With 5G shifting workloads from the edge device to centralised systems, the US tech vendor noted that this could reduce the cost of processing and requirements for edge devices, making applications more cost-effective.
The partnership would encompass 5G trials to "design, develop, test, and benchmark" industry applications that could be implemented across different industries, with these applications to be featured at IBM's Industry 4.0 Studio 5G Solutions Showcase.
Slated for launch in June, the studio is located at Singapore's Changi Business Park.
Specifically, the collaborative effort would test 5G-enabled manufacturing use cases in three key areas including the use of AI in image recognition and video analytics to facilitate automated visual inspection, as well as for acoustic insights to improve equipment monitoring and predictive maintenance. Trials will also focus on using AR to improve productivity and quality in assembly and debugging.
In addition, both Samsung and IBM hope to deploy these applications in their own operations and manufacturing sites across various markets and sectors.
Apart from implementing and testing use cases based on its AI, IoT, edge, and AR technologies, IBM said the applications would be developed on IBM's network architecture and systems using Red Hat's open applications infrastructure.
Samsung will provide its network and mobile technologies while M1 will serve as the telco provider in the partnership, which expects to establish a 5G network framework and skillset for the applications for it to not only be deployed in Singapore, but also in other countries.
M1's chief technical officer Denis Seek said: "Through this partnership, we hope to strengthen our in-house engineering capabilities in harnessing state-of-the-art 5G standalone technology for enabling hyper-connectivity, end-to-end network slicing, ultra-low latency, highly reliable, and secured communications."
The local telco, alongside co-bidder StarHub, recently secured one of two licences to roll out nationwide 5G networks in Singapore.
Samsung Electronics' executive vice president and B2B business global head KC Choi said: "These are exciting times for the manufacturing industry. Already at the forefront of digital transformation, disruptive technologies, and digitalisation are now opening up new and unprecedented possibilities for the sector.
"New technologies will confer on tomorrow's factories that will depend on ultra-reliable and low latency communication between machines, sensors, databases, and workers' mobile devices," Choi said. "More importantly, work and productivity aside, 5G will be a key tool in entertaining and connecting people."

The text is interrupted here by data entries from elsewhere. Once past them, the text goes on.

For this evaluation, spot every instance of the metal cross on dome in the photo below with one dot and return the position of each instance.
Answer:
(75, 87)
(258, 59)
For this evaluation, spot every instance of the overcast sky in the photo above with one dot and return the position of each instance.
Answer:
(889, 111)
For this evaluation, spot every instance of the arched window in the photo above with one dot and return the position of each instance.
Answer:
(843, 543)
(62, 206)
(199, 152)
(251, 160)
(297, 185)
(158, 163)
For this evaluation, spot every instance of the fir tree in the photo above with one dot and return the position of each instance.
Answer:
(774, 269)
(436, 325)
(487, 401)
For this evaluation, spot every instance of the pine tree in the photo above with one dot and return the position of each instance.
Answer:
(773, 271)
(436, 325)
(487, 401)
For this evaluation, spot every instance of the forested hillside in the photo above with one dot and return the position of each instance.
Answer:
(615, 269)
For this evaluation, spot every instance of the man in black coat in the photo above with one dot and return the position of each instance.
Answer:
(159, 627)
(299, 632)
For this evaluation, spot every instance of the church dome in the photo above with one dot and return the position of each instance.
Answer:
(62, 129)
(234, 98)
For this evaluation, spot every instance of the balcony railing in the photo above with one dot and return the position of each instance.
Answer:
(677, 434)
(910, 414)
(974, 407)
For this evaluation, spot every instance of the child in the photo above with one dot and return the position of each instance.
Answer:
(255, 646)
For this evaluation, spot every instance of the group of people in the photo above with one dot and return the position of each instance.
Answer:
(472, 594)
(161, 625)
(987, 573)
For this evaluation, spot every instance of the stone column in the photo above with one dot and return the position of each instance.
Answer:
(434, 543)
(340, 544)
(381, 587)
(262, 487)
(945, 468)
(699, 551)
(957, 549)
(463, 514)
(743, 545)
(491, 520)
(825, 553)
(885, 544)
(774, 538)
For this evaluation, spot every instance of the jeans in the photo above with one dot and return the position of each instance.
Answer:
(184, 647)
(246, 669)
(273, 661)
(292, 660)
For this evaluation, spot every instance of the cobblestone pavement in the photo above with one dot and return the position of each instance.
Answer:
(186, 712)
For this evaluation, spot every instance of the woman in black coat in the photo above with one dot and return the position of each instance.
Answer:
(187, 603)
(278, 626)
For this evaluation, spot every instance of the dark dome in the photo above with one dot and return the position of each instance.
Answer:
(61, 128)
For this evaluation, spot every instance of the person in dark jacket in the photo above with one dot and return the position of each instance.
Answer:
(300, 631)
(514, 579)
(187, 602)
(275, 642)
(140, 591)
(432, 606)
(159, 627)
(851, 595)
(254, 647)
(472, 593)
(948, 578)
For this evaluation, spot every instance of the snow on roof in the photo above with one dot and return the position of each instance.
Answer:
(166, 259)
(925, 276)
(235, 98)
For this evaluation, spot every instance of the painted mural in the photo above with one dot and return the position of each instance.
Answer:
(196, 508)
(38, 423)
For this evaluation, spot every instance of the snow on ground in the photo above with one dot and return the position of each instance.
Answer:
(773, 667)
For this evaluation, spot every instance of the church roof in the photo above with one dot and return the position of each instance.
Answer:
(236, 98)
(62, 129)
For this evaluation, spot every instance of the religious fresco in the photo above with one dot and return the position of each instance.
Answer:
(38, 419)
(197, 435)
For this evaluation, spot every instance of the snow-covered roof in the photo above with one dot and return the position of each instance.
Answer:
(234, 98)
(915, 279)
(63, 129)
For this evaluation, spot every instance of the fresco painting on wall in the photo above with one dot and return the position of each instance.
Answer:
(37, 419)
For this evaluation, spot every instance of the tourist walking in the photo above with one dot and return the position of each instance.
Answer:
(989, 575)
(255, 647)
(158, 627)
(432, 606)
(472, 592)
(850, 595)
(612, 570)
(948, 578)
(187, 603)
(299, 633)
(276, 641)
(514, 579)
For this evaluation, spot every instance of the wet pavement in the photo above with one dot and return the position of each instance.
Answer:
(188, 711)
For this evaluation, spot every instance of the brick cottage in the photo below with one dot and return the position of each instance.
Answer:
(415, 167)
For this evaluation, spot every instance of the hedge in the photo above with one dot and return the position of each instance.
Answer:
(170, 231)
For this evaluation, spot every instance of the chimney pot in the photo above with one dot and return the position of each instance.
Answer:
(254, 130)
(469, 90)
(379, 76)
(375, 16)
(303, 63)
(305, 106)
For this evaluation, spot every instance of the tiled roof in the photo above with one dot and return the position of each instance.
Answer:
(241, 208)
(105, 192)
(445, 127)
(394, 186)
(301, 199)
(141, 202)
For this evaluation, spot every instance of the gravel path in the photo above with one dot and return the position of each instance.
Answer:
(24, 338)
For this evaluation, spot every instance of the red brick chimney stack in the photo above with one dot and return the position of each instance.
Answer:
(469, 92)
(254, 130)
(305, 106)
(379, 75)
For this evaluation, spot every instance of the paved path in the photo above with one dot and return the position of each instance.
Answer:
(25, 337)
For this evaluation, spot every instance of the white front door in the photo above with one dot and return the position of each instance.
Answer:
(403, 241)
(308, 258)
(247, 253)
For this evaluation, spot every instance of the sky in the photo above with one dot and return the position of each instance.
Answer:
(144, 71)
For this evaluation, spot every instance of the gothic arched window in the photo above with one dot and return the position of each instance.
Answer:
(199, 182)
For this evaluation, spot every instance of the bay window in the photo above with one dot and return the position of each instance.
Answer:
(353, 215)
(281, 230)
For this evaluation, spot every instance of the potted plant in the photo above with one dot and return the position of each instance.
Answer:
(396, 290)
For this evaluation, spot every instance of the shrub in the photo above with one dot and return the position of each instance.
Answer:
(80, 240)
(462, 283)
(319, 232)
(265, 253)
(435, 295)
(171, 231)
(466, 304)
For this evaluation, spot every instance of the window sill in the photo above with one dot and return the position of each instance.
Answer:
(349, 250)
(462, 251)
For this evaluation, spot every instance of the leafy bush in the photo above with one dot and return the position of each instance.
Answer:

Singapore had earmarked several key verticals, which included healthcare, manufacturing, and maritime, as part of its focused efforts to drive 5G adoption and showcase use cases that then could be championed globally. Last June, the city-state set aside SG$40 million to build up the supporting ecosystem to facilitate research and trials.
In July 2019, the city-state also unveiled plans to introduce at least 40 standards to help guide the development and adoption of new technologies, such as drones, additive manufacturing, and video analytics.